Which brings us immediately to a problem with this novel. Although Alfonso gets to keep his real name, for some reason, Mr. Pagani has decided that his bride is called Maria in Spanish because her name was Mary back home. And of course, she is not a princess, either, with all due respect to the title, but a queen, since the book opens with them already married.
In fact, her name was Victoria Eugenia Julia Ena, always known as Ena, although her official title was Queen Victoria Eugenia of Spain, and the frontispiece of the novel showing her arrival at the cathedral gives her names correctly. And this is only the beginning: imaginary cousins, a mother absent from her wedding when she was most definitely there to see her daughter married, a father dead in combat when he died of fever, one could go on and on, so myriad and risible are these embroiderings and errors.
Insignificant, perhaps, in themselves, but not when everything hangs on real events. And what is the point of an “Introduction” that simply parrots these boo-boos, rather than putting the necessary corrective lenses on them?
Alternative histories are very big in France these days, and it might indeed be fruitful to speculate what would have happened to the Spanish monarchy and indeed to Spain if this assassin had succeeded in his dastardly task. But this novel milks the real situation while piling improbability upon improbability as ludicrous garlands.

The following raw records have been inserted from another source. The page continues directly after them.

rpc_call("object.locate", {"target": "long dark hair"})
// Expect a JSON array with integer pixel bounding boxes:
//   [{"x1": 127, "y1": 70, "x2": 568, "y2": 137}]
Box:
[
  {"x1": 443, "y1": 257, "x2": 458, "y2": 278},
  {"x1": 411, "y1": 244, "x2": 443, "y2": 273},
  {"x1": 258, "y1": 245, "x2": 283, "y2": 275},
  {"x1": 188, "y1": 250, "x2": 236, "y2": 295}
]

Is it even remotely credible that Maria not only encounters the assassin (who in fact “committed suicide” in captivity within days) in the palace grounds, but has him deflower her to save her husband the trouble (not that he appreciates her lack of virginity - a rare touch of the believable amid so much that is ludicrous) before stabbing him to death? Give me a break.
Bad enough also that the narrative dwells in a puerile and obnoxious manner on bodily functions, from the bride’s urgent need to urinate to her husband’s all-too-evident priapic state, but it doesn’t even make the most of the predictable but nonetheless appropriate leitmotiv of blood repeatedly and heavy-handedly worked into the text.
Why concentrate on hymeneal blood when the real-life tragedy of this blighted couple - what seemed to confirm all the ill-omened portents of that disastrous wedding day - was rooted in blood in a most terrible way? Although unmentioned here in favor of a lot of generalized blather about coming world wars (from which Spain was, along with only a few others on the European continent, spared), the great tragedy of Alfonso and Ena’s marriage was that she was a carrier of hemophilia and that two of their sons were afflicted by it. It was this terrible fact that ruined their marriage, and so the fundamental questioned posed by this novel is, why fantasize when the reality is so much more horrendous than the silly product of this author’s paltry imaginative flight?
Martin Rubin is a writer and critic in Pasadena, Calif.